Il centounesimo chiodo

“L’essere umano ha come scopo nella vita la relazione con gli altri esseri umani”. Ermanno Olmi.

12 / 10 / 2011

Una chiesa di periferia viene smantellata perché prossima alla demolizione. Si tolgono i paramenti, una gru tira giù il crocifisso sospeso. Restano le panche, i muri di cemento, un portone destinato a non aprirsi più ai fedeli. Nella stanza spoglia del vecchio prete un televisore muto manda le immagini di una barca arenata su una spiaggia, la vela stracciata. Inizia così “Il villaggio di cartone”, ultimo lavoro di Ermanno Olmi. Quando nel 2007 uscì nelle sale “Centochiodi” Olmi dichiarò che quello sarebbe stato l’ultimo suo lungometraggio di finzione, l’ultimo grido contro un dio che non mostrava di avere pietà verso i poveri cristi, per tornare alla sola regia di documentari. Ma qualcosa ha chiamato ancora questo uomo di cinema di ottant’anni a gridare ancora più forte, così come ha chiamato molti tra gli autori italiani presenti alla Mostra del Cinema di Venezia a confrontarsi con il tema dell’immigrazione.
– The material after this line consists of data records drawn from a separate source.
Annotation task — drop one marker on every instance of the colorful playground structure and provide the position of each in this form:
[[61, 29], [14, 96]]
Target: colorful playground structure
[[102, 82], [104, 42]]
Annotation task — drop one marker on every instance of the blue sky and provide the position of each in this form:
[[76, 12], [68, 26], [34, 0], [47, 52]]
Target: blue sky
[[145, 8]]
E paradossalmente lo sguardo del “vecchio” Olmi appare più provocatorio e sperimentale di quello dei suoi ben più giovani e apprezzati colleghi.

Infatti Andrea Segre sta raccogliendo riconoscimenti ovunque con “Io sono Li”, Emanuele Crialese rappresenterà l’Italia agli Oscar con “Terraferma”, Guido Lombardi è stato premiato al Lido per “Là-bas”, unanime consenso ha riscosso Francesco Patierno con “Cose dell’altro mondo” (ma vedo in trasparenza una faccenda di immigrazione anche ne “L’ultimo terrestre” di Gian Alfonso Pacinotti), persino il bel documentario di Davide Ferrario “Piazza Garibaldi” dedica un breve capitolo ai forestieri poveri che transitano per un' Italia unita (unita?) dalle Camicie Rosse. Ma il loro modo di raccontare anagraficamente giovane, se si differenzia per linguaggio e poetica, è però sostanzialmente convenzionale sotto il profilo della confezione cinematografica e dello sguardo soggettivo. Certo proponendo domande importanti, ma suggerendo anche le relative risposte.
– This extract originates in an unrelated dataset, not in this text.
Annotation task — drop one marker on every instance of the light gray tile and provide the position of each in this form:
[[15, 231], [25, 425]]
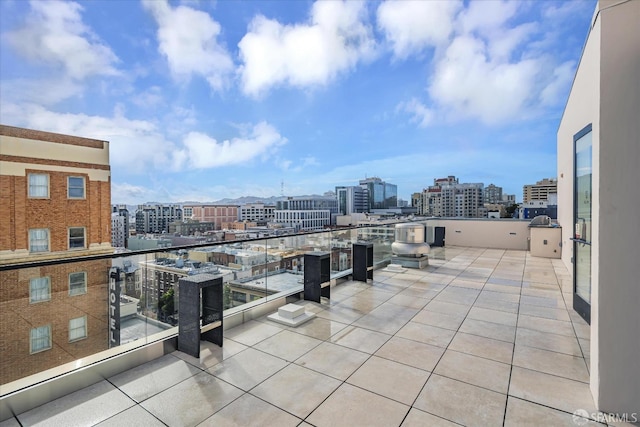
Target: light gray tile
[[198, 398], [247, 411], [211, 354], [360, 339], [461, 403], [10, 422], [149, 379], [426, 334], [488, 329], [287, 345], [87, 406], [135, 416], [441, 320], [412, 353], [546, 325], [252, 332], [296, 390], [447, 308], [550, 362], [493, 316], [418, 418], [248, 368], [352, 406], [334, 360], [546, 312], [319, 328], [546, 341], [550, 390], [500, 351], [523, 413], [383, 376], [474, 370]]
Il cinema di Olmi - era il 1961 quando presentava a Venezia, fuori concorso, “Il posto” - è cambiato a seconda di come è cambiato il suo autore nel guardare il mondo, attraverso una vita spesa a cercare l'Uomo. “Noi siamo come dei viandanti, ogni tanto ci fermiamo e raccontiamo agli altri ciò che abbiamo visto durante i nostri viaggi, che sono viaggi nella vita”. Così “Il villaggio di cartone” è narrato come un apologo. Non realistico, non plausibile, non verosimile, ma ricco di suggestioni e di emozioni. Il villaggio è quello edificato da africani in fuga dalla loro terra utilizzando le panche, qualche coperta, i cartoni che segnano le tappe della Via Crucis, in una chiesa spogliata di paramenti e opere d'arte, di ogni strumento di culto, di tutto ciò che fa della chiesa stessa una realtà virtuale. Da cui resta fuori la realtà della strada, della vita vera. Più che mai connotata da sofferenza, esclusione, ingiustizia, comando. Al loro cartone, simbolo e distintivo della precarietà, fanno da contraltare le nostre abitazioni blindate e piene di allarmi: perché siamo più fragili e abbiamo più paure di quante ne avevano i nostri padri e i nostri nonni.
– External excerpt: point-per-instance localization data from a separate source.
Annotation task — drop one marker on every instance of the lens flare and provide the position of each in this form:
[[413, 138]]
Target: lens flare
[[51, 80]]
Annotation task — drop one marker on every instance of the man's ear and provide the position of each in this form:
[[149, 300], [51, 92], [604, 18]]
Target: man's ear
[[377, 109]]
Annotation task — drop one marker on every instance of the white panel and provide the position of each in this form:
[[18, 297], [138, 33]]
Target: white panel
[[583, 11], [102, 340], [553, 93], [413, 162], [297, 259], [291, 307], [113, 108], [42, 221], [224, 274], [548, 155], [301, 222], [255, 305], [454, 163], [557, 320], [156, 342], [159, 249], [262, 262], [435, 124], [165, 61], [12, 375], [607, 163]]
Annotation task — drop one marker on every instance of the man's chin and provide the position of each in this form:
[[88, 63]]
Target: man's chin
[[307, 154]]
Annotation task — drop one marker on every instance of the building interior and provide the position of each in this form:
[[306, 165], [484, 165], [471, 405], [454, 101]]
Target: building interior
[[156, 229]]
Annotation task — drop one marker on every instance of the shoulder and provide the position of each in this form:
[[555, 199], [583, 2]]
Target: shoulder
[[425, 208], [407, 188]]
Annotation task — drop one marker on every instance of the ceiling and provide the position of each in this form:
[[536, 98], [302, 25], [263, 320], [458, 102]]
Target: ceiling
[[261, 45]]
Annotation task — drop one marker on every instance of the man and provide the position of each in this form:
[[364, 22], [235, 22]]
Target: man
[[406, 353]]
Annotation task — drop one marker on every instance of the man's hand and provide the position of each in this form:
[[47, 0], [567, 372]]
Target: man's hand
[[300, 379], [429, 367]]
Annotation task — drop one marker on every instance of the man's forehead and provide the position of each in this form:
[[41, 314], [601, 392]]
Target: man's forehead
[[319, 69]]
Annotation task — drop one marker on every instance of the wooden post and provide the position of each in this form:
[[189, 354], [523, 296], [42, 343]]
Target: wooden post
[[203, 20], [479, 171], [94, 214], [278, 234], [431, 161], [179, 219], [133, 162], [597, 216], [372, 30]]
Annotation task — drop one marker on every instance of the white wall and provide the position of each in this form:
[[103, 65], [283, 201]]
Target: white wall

Olmi ci suggerisce che la nostra sicurezza può realizzarsi solo nella sicurezza dei diritti. Di tutti. Racconta della determinazione con cui milioni di africani affrontano rischi altissimi avendo fiducia in se stessi, affrontando la morte, generando nuove vite, perché la sicurezza va cercata dentro di noi prima che fuori. Mentre i funzionari amministrativi vengono dipinti come agenti paramilitari, mentre le forze di polizia assomigliano molto di più a un inquietante esercito da guerra interna senza gradi e senza distintivi (loro non fanno le leggi, le applicano), mentre Giuda può avere la pelle sia bianca che nera, il vecchio prete riesce a elaborare il dubbio che lo ha accompagnato sin da una delle sue prime prediche: perché dio ci ha messo dentro questo fuoco per poi riempirci di proibizioni, non viene forse il bene prima della fede? Il suo sguardo è smarrito, la preghiera disperata in un vuoto oltre il quale si odono voci minacciose che gridano ordini e urla di sirene. Non è un presepe quel villaggio di cartone, non c'è via di uscita consolatoria. Sta a noi non smettere di interrogarci e riempire il vuoto trovando il coraggio di chiedere conto di tutto quel dolore.